Preformance in job contaning Column Import stage

evee1 · Post by **evee1** » Thu Sep 01, 2011 10:51 pm

I'm testing the performance of our system processing very large file (400 millim records) using some very simple jobs.
Here are two examples of my test jobs:
Job 1
Fileset ---> Copy

Job 2
Fileset ---> Column Import ---> Copy

The processing time increased from 10 mins for Job 1 to 25 mins for job 2.
Column Import stage splits one field DATA (varchar 2000) into 7 fields following the given schema file. I tried with the explicit column definition and it takes nearly the same amount of time.
I have turned on partitioning on the input link of the CI stage (Hash on DATA column), and it helped to reduce processing time to 15 mins.
I wonder what I can do to reduce this time even further.
I am using 16 nodes config file.
Am I correct in assuming the Column Import works in parallel?
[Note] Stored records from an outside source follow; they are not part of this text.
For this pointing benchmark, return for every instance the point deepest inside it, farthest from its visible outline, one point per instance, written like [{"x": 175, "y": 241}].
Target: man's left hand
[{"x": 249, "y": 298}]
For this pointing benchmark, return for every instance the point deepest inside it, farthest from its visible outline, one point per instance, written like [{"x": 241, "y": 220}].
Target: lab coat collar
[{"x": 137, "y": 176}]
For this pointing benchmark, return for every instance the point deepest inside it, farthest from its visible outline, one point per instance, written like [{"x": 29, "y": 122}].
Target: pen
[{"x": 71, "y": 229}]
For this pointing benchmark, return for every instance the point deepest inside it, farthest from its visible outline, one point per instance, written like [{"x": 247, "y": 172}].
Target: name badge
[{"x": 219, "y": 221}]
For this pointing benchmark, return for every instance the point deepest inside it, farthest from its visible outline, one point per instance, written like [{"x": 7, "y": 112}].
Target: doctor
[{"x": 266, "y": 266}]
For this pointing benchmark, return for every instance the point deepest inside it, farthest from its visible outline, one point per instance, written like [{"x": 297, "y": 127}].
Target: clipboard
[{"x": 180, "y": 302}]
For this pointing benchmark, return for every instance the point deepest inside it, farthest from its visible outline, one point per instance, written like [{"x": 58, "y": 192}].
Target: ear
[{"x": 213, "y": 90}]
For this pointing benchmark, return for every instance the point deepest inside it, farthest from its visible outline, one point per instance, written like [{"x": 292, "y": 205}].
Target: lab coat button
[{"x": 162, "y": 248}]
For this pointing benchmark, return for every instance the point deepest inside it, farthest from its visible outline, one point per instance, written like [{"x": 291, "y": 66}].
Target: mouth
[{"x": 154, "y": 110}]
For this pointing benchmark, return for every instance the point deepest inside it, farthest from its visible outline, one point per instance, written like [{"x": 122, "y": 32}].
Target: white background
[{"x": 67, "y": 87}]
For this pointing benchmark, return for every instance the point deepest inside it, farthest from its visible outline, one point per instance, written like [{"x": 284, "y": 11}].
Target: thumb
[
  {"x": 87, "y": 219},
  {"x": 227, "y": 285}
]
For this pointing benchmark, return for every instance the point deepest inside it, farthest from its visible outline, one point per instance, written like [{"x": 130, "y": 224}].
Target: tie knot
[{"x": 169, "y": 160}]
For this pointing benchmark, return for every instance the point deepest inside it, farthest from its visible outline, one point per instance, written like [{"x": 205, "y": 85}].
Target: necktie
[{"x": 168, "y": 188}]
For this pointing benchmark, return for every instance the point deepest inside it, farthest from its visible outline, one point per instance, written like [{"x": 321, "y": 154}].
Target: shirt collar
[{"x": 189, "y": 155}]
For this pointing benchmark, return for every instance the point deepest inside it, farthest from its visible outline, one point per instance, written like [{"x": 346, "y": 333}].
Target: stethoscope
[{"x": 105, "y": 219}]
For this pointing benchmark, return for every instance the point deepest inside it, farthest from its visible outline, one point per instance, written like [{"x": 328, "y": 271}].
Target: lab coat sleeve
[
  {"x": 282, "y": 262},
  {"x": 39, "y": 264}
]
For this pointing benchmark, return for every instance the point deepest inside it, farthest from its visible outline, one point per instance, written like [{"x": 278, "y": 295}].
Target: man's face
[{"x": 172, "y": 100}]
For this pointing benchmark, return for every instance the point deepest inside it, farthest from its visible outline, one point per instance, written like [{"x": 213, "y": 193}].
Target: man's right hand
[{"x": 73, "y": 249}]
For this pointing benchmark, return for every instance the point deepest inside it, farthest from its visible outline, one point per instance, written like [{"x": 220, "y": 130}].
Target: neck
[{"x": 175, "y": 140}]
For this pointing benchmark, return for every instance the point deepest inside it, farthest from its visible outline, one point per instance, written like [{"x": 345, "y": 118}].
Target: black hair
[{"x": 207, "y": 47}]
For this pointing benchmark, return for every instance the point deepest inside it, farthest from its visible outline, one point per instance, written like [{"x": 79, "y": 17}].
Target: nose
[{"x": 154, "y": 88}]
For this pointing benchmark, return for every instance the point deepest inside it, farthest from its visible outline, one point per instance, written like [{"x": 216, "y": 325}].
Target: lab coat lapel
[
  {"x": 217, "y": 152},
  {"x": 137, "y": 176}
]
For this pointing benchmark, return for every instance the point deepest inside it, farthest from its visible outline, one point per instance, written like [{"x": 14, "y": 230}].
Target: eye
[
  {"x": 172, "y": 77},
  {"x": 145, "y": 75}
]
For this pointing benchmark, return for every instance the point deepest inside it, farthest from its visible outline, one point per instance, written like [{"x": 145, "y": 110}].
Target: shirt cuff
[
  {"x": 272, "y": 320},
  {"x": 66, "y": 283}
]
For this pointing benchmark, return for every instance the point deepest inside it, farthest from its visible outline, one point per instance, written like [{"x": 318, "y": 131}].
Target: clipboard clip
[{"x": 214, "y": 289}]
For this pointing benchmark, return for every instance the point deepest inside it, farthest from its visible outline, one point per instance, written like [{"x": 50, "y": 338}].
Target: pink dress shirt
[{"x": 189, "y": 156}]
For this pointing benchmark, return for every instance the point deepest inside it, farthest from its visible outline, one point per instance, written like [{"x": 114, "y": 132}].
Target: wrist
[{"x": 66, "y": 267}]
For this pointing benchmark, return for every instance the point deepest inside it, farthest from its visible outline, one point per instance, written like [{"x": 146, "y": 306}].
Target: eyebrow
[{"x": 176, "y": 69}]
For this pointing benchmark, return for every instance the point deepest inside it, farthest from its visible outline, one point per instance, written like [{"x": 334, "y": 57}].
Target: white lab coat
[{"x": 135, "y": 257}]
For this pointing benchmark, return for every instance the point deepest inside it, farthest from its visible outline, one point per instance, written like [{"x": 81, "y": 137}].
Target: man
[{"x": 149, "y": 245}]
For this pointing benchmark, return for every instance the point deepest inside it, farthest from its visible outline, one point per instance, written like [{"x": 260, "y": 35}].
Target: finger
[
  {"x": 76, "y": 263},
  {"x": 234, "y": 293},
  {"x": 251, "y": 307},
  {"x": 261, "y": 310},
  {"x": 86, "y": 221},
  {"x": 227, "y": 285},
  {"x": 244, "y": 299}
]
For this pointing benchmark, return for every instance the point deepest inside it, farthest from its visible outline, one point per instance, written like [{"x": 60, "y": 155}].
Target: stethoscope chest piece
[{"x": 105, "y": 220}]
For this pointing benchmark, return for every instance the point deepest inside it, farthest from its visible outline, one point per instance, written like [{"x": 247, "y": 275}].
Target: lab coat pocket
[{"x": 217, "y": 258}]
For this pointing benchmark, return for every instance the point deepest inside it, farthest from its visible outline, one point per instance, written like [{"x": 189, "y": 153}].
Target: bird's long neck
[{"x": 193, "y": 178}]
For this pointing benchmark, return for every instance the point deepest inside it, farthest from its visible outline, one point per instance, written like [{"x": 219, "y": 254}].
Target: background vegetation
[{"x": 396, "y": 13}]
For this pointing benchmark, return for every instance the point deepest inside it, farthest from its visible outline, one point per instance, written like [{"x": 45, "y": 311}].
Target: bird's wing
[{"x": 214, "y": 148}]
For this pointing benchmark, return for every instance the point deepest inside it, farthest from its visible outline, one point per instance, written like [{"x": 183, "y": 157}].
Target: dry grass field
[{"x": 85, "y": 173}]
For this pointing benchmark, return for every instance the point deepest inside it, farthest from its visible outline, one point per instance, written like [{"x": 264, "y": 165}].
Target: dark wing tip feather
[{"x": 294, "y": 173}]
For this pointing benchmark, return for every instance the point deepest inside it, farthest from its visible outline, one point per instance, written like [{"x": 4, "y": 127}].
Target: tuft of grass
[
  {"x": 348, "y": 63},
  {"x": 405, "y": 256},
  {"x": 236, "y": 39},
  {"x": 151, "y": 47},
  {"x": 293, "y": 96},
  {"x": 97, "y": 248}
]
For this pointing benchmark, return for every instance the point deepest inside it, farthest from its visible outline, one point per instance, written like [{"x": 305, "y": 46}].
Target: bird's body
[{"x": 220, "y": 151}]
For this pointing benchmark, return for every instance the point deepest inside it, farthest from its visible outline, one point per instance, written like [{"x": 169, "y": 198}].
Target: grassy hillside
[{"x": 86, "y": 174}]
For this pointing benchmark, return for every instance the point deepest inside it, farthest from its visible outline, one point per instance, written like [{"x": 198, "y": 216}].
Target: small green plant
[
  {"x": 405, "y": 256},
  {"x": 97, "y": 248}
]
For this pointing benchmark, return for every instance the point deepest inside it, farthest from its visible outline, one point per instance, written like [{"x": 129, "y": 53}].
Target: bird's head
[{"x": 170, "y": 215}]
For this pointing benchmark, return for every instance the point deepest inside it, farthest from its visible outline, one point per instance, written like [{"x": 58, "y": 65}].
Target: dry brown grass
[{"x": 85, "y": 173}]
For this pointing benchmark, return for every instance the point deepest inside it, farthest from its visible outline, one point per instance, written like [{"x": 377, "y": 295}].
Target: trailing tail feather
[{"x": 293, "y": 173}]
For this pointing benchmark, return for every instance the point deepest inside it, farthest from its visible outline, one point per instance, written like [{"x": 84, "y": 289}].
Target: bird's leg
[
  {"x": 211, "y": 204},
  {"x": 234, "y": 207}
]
If not, how can I make it so?

Here is the job score:

Code: Select all

main_program: This step has 1 dataset:
ds0: {op0[16p] (parallel fs_DataIn)
 eAny=>eCollectAny
 op1[16p] (parallel APT_CombinedOperatorController:ci_Data)}
It has 2 operators:
op0[16p] {(parallel fs_DataIn)
 on nodes (
 node1[op0,p0] node2[op0,p1] node3[op0,p2] node4[op0,p3] node5[op0,p4] node6[op0,p5]
 node7[op0,p6] node8[op0,p7] node9[op0,p8] node10[op0,p9] node11[op0,p10] node12[op0,p11]
 node13[op0,p12] node14[op0,p13] node15[op0,p14] node16[op0,p15]
 )}
op1[16p] {(parallel APT_CombinedOperatorController:
 (ci_Data)
 (Copy_188)
 ) on nodes (
 node1[op1,p0] node2[op1,p1] node3[op1,p2] node4[op1,p3] node5[op1,p4] node6[op1,p5]
 node7[op1,p6] node8[op1,p7] node9[op1,p8] node10[op1,p9] node11[op1,p10] node12[op1,p11]
 node13[op1,p12] node14[op1,p13] node15[op1,p14] node16[op1,p15]
 )}
It runs 32 processes on 16 nodes.

Thanks.

ray.wurlod · Post by **ray.wurlod** » Thu Sep 01, 2011 10:58 pm

You don't have to assume anything. The score tells you that the op1 operator (the Column Input stage - which is combined in the same process as the Copy operator (the Copy stage)) - executes in parallel.

Check the monitor to determine CPU consumption. Though I doubt that a Copy stage acting as a sink will consume much CPU.

It might be interesting to compare the performance of Column Import with that of a Transformer stage doing exactly the same parsing and nothing else.

evee1 · Post by **evee1** » Thu Sep 01, 2011 11:28 pm

My "assumption" was based on my lack of knowledge how to interpret the score. I was suspecting that it runs in parallel, but needed some confirmation

. Thanks.

I might test the parsing method as well, but probably not until Monday.